Mentre la discussione era di ampio respiro, i temi chiave riguardavano lo scollamento tra le politiche sostenute dalla Banca e dal Fondo, in particolare a partire dagli anni ’80, e gli obiettivi dichiarati dalla Conferenza di Bretton Woods di sostenere la piena occupazione e la stabilità finanziaria globale fornendo agli Stati un’autonomia e uno spazio politico significativi. L’erosione dello spazio politico causata dalla crescente dipendenza dai mercati dei capitali, la deregolamentazione e le restrizioni del regime commerciale sono state viste come ostacoli sostanziali alla realizzazione della trasformazione economica strutturale necessaria per affrontare l’emergenza climatica e altre sfide di sviluppo, che richiedono una forte leadership statale per disciplinare il capitale.
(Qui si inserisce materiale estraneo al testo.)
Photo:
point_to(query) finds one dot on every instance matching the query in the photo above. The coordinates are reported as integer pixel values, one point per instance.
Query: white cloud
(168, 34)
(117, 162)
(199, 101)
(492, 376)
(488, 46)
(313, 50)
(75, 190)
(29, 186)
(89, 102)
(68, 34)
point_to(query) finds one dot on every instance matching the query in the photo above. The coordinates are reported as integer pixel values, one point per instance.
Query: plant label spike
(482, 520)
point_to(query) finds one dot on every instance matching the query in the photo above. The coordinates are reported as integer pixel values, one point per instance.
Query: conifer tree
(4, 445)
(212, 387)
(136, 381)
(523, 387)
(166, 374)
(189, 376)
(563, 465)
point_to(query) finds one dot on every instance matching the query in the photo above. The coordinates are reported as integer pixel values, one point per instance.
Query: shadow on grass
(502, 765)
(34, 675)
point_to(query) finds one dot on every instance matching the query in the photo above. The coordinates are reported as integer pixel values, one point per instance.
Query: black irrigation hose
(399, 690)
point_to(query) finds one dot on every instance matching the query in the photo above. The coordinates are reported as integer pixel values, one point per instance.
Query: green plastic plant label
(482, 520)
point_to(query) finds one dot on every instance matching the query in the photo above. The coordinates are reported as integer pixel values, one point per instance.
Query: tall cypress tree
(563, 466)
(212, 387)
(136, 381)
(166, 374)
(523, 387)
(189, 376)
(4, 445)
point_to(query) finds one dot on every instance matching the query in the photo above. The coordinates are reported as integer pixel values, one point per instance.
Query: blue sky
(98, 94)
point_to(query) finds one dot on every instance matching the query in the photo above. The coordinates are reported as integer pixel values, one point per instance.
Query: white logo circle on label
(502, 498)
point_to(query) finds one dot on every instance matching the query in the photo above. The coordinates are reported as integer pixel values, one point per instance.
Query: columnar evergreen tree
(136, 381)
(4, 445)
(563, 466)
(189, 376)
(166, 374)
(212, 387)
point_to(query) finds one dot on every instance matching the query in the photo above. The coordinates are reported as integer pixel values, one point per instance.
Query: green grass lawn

I funzionari dell’ex FMI, dell’OMC e della Banca mondiale, pur riconoscendo che sono stati commessi alcuni errori, in particolare nell’attuazione iniziale dei programmi di aggiustamento strutturale negli anni ’90, hanno sostenuto che le istituzioni hanno ampiamente imparato da questi errori. Ciò è stato messo in discussione nel corso della giornata, con molti partecipanti che hanno sottolineato i continui danni delle loro politiche, come si vede attualmente in Tunisia, Argentina ed Ecuador, e l’incapacità delle istituzioni di confutare con forza le affermazioni secondo cui le loro politiche hanno un ampio grado di responsabilità per la triste performance della maggior parte dei paesi in via di sviluppo dagli anni ’80, dove alcuni sostengono che la maggior parte dei progressi compiuti nella riduzione della povertà è dovuta alla crescita della Cina, che decisamente non ha seguito le prescrizioni delle politiche della Banca e del Fondo.